There might not be a better example of this than the St. Anthony’s Monastery located in the middle of the Sonoran Desert, about 80 miles Southeast of Phoenix, in Florence.
This beguiling site is probably one of the most intriguing travel stops in Arizona. The story of how it got there is just as unique.
In 1995 Elder Ephraim sent six monks, including Geronda Ephraim, to the Sonoran Desert in hopes of finding a suitable spot to build a monastery. This divine hermitage was to be established in the name of Saint Anthony the Great, the father of monasticism. According to the church, as the group searched within the scorching desert heat, they all heard bells ringing seemingly from heaven. Ephraim took it as a sign and decided to raise the cross on the spot.
Building began in the scorching summer of July 1995. A part of the desert was cleared away and two trailers were placed on the property. These would be the first structures on the holy grounds, one would become a temporary chapel and dining room, the other a guesthouse.

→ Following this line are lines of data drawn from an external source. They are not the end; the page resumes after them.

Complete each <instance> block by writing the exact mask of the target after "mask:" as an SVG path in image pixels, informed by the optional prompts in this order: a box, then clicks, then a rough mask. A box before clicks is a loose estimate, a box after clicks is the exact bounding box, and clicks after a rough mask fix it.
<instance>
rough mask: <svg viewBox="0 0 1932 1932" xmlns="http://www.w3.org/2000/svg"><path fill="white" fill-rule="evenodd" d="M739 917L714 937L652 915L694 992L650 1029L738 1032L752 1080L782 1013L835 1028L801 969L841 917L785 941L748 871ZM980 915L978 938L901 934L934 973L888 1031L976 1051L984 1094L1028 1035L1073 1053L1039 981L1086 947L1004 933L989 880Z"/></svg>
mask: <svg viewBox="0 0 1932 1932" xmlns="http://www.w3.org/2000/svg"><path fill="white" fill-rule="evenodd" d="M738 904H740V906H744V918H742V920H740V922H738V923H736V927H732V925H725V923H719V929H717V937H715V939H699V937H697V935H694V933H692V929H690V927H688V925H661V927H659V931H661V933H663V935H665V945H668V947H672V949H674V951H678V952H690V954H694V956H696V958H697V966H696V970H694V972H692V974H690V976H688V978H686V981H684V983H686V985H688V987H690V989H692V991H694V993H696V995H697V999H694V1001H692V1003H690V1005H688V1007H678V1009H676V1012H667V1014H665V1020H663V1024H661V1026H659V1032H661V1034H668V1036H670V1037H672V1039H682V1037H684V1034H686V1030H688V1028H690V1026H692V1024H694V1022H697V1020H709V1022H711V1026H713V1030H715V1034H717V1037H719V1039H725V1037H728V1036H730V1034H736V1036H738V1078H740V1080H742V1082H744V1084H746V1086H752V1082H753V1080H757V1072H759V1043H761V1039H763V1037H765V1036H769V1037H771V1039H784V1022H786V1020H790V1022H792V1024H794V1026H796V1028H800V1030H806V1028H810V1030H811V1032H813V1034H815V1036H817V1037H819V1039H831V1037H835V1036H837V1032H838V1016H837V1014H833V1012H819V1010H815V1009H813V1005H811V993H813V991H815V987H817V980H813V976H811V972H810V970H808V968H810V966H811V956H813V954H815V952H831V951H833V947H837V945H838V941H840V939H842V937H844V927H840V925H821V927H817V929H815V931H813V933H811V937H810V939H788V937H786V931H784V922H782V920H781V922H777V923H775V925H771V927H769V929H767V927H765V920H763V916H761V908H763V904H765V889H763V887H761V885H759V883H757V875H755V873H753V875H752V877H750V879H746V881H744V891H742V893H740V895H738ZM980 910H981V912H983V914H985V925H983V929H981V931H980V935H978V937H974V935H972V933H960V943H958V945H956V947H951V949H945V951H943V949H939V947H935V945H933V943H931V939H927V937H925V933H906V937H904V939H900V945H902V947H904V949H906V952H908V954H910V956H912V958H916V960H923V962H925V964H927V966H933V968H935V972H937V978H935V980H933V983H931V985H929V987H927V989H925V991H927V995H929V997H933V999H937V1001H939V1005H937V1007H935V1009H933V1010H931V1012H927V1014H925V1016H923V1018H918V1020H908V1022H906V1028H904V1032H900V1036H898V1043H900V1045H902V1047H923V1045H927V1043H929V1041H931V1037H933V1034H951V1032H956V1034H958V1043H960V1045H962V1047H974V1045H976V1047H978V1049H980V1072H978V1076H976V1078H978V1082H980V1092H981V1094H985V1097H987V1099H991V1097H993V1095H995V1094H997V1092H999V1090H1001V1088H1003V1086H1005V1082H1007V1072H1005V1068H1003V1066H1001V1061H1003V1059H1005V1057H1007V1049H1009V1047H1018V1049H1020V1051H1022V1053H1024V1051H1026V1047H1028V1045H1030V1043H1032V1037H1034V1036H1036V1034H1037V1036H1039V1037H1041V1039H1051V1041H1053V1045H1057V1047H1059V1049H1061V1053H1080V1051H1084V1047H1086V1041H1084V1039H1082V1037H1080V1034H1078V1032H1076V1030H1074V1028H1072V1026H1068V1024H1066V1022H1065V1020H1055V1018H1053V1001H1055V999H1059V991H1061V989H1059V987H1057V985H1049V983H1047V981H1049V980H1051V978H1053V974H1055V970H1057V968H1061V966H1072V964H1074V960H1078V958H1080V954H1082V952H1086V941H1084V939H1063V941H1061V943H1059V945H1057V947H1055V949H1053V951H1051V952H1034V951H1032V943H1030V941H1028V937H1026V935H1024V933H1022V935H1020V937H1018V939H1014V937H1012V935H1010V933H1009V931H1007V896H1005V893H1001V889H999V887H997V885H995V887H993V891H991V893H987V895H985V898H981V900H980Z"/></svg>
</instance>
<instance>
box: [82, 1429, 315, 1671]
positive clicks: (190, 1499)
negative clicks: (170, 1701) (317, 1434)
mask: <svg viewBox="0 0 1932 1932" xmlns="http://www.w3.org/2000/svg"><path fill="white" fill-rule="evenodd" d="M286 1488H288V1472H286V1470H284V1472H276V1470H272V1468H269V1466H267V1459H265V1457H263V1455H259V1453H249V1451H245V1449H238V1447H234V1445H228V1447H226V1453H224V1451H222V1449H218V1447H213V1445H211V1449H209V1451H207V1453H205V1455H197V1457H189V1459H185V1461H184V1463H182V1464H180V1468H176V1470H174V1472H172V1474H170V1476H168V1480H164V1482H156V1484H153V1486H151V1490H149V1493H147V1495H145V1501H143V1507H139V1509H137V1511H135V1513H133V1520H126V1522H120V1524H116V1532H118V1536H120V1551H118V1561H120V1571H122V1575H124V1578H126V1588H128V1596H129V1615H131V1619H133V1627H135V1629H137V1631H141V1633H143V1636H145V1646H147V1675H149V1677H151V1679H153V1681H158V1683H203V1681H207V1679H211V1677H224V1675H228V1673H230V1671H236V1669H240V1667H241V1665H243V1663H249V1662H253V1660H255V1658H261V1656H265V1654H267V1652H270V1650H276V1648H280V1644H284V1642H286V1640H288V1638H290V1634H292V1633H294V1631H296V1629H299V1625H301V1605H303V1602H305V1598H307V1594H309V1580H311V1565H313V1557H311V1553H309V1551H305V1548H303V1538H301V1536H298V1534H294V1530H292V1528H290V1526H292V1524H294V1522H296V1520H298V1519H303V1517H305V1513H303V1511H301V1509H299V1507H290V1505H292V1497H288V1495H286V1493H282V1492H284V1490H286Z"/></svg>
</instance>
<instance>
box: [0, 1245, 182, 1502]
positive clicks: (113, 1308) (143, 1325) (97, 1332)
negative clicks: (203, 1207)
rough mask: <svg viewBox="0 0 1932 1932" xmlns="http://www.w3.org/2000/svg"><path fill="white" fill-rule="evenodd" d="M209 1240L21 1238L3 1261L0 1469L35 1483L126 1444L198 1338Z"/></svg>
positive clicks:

In the fall more monks would arrive as did aspiring ones who wanted to help build the isolated monastery. By 1996, the main church was still not complete, however, the Feast of St. Anthony the Great was still celebrated and Priest-monk Paisios was enthroned as the first abbot, or leader, of St. Anthony’s.
Eventually, two more trailers were added opposite the others, forming a makeshift courtyard in the middle where the church was being built. Next to that, they constructed a refectory.
Along with its beautiful architecture, St. Anthony’s has some of the most magnificently landscaped gardens in the state. Along with native plants, there is also a selection of citrus and olive trees. A vineyard was also planted. The monastery’s elaborate gardens and serene pathways are gorgeous during the day, but at night they become seemingly magical with dramatic up lighting and luminous walkways.
Eight chapels were constructed to honor the saints and their relics. According to the website, a ninth chapel is forthcoming. These quiet places are for honoring past monks and serving as private prayer havens. St. Anthony’s has become the largest Orthodox monetary in the Western Hemisphere.
Today, the monastery is used by the Greek Orthodox community in central Arizona and sanctuary to more than 40 monks. Visitors are welcome and can even attend services and tour the gardens. But since it is an active place of worship, respect must be given. That includes wearing the appropriate clothing.
The guidelines according to the website are as follows:
Women are kindly asked to wear long-sleeved, loose-fitting shirts that fully cover the chest up to the neck; long skirts (or dresses) without deep slits; scarves that cover the head and wrap under the chin and around the neck, so that the neck is also covered. Please refrain from wearing lipstick when venerating icons and receiving Holy Communion. Please remove any visible face or body piercing jewelry.
Men are kindly asked to wear long pants and long-sleeved shirts. Please, no baseball caps or clothing with inappropriate words or images. Inside, especially in church, men are asked to keep their heads uncovered. Please remove any visible face or body piercing jewelry.
For both men and women, socks (at least ankle-high) with shoes or sandals are to be worn at all times. Please do not wear sheer stockings. Please wear practical and comfortable flat shoes while at the monastery since it is desert terrain and the pathways are of rough flagstone. Please do not wear high heels, platform shoes, or open-toed sandals.
If you are not prepared and in need of appropriate clothing, you can visit the bookstore which has a limited supply of temporary attire.
Located on North St. Joseph’s Way in Florence, the St. Anthony’s Monastery is a beautiful oasis that should not be missed by locals and tourists alike.